"Just one more prod, Aria! You almost there!"
As I gritted my teeth, calling every last bit of strength I possessed, the midwife's voice was steady and her hands strong on mine. Pain washed over me in unrelenting waves, each one stronger than the last. I gripped the cot's edge with fingers as though they might ground me.
The pressure dropped with one last guttural scream. The room was filled with a beautiful, piercing cry—strong and unambiguous. As I heard my son's first breaths, my whole body slumped in relief, the pain fading.
As the midwife cradled the small, wriggling form and wrapped him in a soft blanket, her face softened. Her hands were gentle. She gently said, "You have a strong one here," then set him in my arms.
Heart pounding, I looked down to meet his sight. Your son. Though his little hands tightened into fists and his face flushed, he was flawless. With wide, inquisitive eyes, he gazed up at me and I saw Logan and a bit of me. Though my chest tightened, I pushed the ache aside.
I whispered, brushing a quivering finger across his cheek. Ethan. " Welcome to the world, Ethan."
Another little cry came from him; his small hands seemed to be reaching for consolation. I held him closer, letting him curl up against me automatically. I felt something strong and purposeful in that instant—a surge of will and direction I had not known was feasible. This was my son, and I would do all it took to give him the life he deserved and to guard him.
The days went by and I found myself in the cadence of new motherhood. With his cries, needs, and small moments of delight, Ethan filled my days—and my evenings. I came to identify the several sounds he produced, the way his face would scrunch up when he was ready to cry, and the tiny contented sighs he would produce following a meal. More than I had ever imagined, it was draining, but every look at his calm, sleeping face gave me a reason to keep on.
Even among the beauty of those times, though, there was an undercurrent of suffering, an ache that persisted in the quiet hours Ethan slipped off to sleep. My mind would wander back to Logan in those times, by myself in the low glow of the candlelight. Back to the life I had left behind, to the pack and family I had turned away.
Sometimes I would find myself wondering whether Logan had moved on, whether he thought of me, whether he knew he had a son. Reminded myself that I had made this decision for Ethan's benefit and shook the ideas away as best as I could. But the hurt stayed, buried deep inside me and invisible to others.
One night I let myself say the words I had been holding captive for so long as I cradled Ethan in my arms and watched his small chest rise and fall.
I said, "I'm going to protect you, Ethan," softly kissing his forehead. Nobody will ever cause you to feel unwelcome. Always you will have a family and a place. Though it will hurt, I will be strong for you.
The next months taught me to let that strength carry me. The little ceremonies we created together gave me comfort. I carried him with me as I went about my daily tasks, and draped the knitted blankets Mrs. Jensen had given us around him. We spent quiet afternoons by the stream, the sun bathing us in a warm glow as I sang lullabies to calm him.

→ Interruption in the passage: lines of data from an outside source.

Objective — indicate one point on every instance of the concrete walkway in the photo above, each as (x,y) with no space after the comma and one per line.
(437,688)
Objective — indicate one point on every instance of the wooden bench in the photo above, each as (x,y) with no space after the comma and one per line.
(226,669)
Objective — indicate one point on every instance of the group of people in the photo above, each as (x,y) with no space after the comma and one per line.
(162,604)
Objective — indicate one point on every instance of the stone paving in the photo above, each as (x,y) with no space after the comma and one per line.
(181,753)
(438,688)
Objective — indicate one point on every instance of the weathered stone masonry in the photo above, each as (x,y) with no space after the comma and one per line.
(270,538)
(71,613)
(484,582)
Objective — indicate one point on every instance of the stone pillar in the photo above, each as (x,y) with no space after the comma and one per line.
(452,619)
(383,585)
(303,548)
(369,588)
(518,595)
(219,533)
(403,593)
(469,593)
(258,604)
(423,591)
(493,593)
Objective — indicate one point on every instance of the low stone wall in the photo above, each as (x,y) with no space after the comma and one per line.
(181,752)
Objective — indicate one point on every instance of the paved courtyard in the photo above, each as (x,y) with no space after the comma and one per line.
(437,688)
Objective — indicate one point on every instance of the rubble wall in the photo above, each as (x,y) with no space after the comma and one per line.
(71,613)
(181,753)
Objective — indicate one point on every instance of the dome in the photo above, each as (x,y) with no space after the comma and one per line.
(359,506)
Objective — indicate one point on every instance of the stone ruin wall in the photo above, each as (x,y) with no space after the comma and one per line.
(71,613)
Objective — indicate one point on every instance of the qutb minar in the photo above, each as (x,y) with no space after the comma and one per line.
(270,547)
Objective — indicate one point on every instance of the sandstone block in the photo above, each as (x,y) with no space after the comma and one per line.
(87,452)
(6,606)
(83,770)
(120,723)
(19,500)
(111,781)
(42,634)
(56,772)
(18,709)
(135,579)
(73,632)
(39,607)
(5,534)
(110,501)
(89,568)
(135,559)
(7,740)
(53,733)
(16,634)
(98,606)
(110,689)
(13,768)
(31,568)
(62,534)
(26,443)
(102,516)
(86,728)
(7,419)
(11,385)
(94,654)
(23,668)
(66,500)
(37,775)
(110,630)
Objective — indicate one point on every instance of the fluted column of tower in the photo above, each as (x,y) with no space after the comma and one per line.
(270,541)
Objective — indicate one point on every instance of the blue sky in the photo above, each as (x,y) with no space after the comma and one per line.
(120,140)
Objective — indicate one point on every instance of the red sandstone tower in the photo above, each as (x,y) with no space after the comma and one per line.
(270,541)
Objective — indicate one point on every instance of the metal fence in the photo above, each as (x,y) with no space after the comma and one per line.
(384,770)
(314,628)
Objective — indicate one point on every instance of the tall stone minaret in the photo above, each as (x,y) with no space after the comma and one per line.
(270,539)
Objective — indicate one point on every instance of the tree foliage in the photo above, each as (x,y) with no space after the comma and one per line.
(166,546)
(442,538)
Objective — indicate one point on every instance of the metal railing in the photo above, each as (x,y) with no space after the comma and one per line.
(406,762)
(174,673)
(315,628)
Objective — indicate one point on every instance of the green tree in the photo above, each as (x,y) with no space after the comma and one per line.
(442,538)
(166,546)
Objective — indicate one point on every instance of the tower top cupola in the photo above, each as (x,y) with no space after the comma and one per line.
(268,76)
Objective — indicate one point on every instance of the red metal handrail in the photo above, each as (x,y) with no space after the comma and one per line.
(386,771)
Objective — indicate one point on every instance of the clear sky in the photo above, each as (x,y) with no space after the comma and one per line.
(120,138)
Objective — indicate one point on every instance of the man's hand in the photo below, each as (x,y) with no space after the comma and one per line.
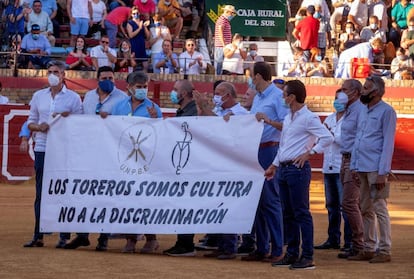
(270,172)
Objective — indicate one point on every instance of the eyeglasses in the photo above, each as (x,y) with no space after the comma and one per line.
(98,108)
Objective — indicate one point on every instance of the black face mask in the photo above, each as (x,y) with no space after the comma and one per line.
(366,99)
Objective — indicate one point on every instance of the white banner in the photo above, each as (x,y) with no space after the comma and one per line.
(140,175)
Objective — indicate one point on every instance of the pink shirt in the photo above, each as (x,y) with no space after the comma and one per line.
(119,15)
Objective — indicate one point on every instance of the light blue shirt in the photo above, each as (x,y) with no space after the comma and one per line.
(374,142)
(270,102)
(349,126)
(124,107)
(43,106)
(91,101)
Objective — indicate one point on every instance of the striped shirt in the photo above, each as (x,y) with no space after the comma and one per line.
(226,29)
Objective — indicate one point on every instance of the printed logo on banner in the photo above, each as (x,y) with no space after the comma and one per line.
(181,152)
(136,149)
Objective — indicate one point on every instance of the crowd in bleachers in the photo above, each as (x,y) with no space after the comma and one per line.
(126,35)
(353,25)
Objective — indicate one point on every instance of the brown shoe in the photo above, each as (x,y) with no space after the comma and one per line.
(380,258)
(273,259)
(362,256)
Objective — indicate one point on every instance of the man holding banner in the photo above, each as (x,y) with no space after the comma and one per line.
(138,104)
(53,101)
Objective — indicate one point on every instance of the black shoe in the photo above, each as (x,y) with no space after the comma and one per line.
(303,263)
(286,261)
(77,242)
(102,245)
(34,243)
(348,254)
(327,245)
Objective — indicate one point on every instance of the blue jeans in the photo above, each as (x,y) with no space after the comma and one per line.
(294,191)
(269,218)
(39,165)
(218,59)
(333,199)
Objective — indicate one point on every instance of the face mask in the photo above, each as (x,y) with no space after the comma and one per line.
(141,93)
(174,97)
(339,107)
(106,85)
(218,100)
(366,99)
(53,80)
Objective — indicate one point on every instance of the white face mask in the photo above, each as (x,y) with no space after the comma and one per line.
(53,80)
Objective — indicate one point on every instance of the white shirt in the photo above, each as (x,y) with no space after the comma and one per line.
(332,156)
(185,59)
(101,56)
(299,135)
(42,107)
(235,63)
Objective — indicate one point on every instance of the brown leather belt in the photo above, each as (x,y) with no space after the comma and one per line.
(269,144)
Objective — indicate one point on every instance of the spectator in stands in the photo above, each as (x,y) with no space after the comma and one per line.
(171,15)
(324,32)
(402,65)
(125,58)
(51,8)
(251,58)
(14,18)
(191,61)
(407,38)
(115,20)
(234,55)
(379,9)
(316,67)
(373,30)
(349,38)
(146,8)
(79,58)
(158,33)
(3,99)
(297,67)
(48,102)
(38,46)
(41,18)
(341,11)
(306,32)
(80,16)
(222,35)
(166,61)
(98,18)
(361,50)
(399,21)
(102,54)
(138,32)
(358,14)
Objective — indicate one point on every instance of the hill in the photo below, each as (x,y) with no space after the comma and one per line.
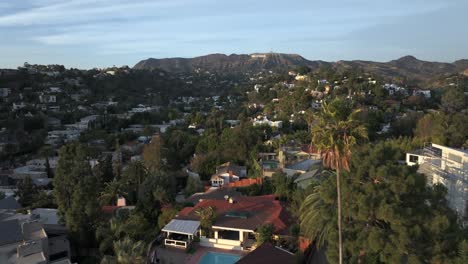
(408,68)
(233,62)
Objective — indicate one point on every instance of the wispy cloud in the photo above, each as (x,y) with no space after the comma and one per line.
(190,27)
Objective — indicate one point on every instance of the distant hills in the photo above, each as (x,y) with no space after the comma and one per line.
(407,67)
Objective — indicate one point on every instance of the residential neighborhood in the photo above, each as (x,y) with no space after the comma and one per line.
(256,158)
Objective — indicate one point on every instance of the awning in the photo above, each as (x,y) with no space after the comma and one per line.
(185,227)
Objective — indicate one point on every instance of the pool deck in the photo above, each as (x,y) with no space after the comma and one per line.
(195,258)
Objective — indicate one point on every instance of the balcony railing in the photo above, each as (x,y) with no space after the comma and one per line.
(175,243)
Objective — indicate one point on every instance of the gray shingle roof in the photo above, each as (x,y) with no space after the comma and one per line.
(9,203)
(10,232)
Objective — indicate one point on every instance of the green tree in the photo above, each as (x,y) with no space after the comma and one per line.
(128,251)
(207,216)
(453,100)
(194,185)
(104,170)
(167,214)
(152,155)
(265,233)
(76,193)
(391,213)
(112,191)
(334,134)
(133,177)
(26,192)
(283,186)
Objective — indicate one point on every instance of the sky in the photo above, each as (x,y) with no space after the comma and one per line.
(101,33)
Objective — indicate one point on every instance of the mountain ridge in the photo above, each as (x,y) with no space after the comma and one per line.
(407,67)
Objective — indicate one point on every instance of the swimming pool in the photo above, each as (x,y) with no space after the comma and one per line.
(218,258)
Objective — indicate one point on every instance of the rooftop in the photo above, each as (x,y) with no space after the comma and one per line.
(267,253)
(11,232)
(186,227)
(246,212)
(9,203)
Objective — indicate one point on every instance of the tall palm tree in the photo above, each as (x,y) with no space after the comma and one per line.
(207,217)
(128,251)
(111,192)
(334,134)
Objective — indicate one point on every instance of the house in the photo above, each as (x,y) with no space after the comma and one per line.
(292,157)
(9,203)
(261,121)
(425,93)
(19,106)
(30,171)
(47,98)
(24,239)
(222,179)
(5,92)
(446,166)
(268,253)
(307,178)
(227,173)
(301,77)
(53,122)
(232,123)
(235,226)
(214,194)
(55,89)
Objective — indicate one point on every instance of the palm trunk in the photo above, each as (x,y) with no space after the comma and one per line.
(338,190)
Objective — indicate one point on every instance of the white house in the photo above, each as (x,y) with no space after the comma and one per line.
(425,93)
(235,226)
(5,92)
(447,166)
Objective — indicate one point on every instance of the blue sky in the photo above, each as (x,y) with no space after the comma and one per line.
(99,33)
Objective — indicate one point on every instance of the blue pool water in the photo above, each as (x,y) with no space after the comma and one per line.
(218,258)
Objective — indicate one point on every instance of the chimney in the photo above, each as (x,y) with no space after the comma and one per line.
(121,201)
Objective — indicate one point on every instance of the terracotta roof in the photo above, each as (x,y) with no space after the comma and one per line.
(247,212)
(267,253)
(217,194)
(109,209)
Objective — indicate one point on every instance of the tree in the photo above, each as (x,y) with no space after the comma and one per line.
(133,177)
(432,127)
(49,172)
(128,251)
(391,213)
(112,191)
(152,154)
(265,233)
(283,186)
(453,100)
(193,185)
(167,214)
(26,192)
(76,193)
(334,134)
(207,216)
(104,170)
(117,163)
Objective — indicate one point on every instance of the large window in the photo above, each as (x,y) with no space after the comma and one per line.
(228,234)
(414,158)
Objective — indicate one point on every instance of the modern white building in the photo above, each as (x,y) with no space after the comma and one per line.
(447,166)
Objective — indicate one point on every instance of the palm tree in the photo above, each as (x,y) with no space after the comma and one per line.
(207,217)
(128,251)
(336,131)
(111,192)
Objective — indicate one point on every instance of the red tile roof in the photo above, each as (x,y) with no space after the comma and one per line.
(252,211)
(267,253)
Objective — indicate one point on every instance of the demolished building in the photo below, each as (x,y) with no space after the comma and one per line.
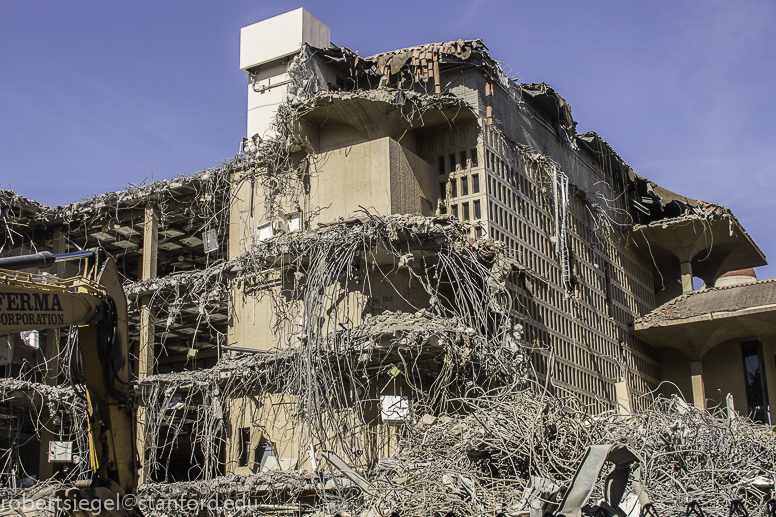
(412,250)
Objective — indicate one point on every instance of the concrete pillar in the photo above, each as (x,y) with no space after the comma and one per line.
(686,271)
(698,391)
(622,392)
(731,408)
(148,269)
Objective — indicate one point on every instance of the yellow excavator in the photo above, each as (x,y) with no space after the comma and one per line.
(94,302)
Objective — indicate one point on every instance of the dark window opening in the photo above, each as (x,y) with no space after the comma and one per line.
(754,379)
(608,286)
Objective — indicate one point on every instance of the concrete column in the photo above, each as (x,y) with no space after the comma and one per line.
(148,269)
(686,270)
(731,408)
(698,391)
(622,392)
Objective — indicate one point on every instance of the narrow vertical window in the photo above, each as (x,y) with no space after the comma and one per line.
(244,443)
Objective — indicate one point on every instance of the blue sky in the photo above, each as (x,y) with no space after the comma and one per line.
(95,95)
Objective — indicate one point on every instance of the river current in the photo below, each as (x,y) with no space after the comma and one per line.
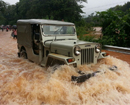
(25,83)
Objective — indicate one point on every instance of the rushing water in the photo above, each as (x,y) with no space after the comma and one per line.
(25,83)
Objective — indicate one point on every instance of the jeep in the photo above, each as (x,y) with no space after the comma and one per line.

Ethan developed rapidly, his little personality flowering daily. Curious, his eyes constantly watched and studied his surroundings with an intensity that made me grin. And he was strong, not fussing too much even in trying circumstances. He seemed to be already aware that we were in this together, that he was my anchor as much as I was.
As we sat by the fire one afternoon, Ethan stretched up and his tiny fingers encircled my hand. His steady, unflinching stare met mine, and I felt a flood of feeling swell within me. Under his touch, in his quiet strength, I found my own. He was my reason, my heart, and for as long as I had him, I knew I could handle anything.
Brushing a tear from my cheek, I grinned down at him. "We will be just fine, Ethan," I said softly. "You and me, we are more robust than anything life presents."
And in that instant, with his little hand in mine, I sensed the last bits of my heart start to mend.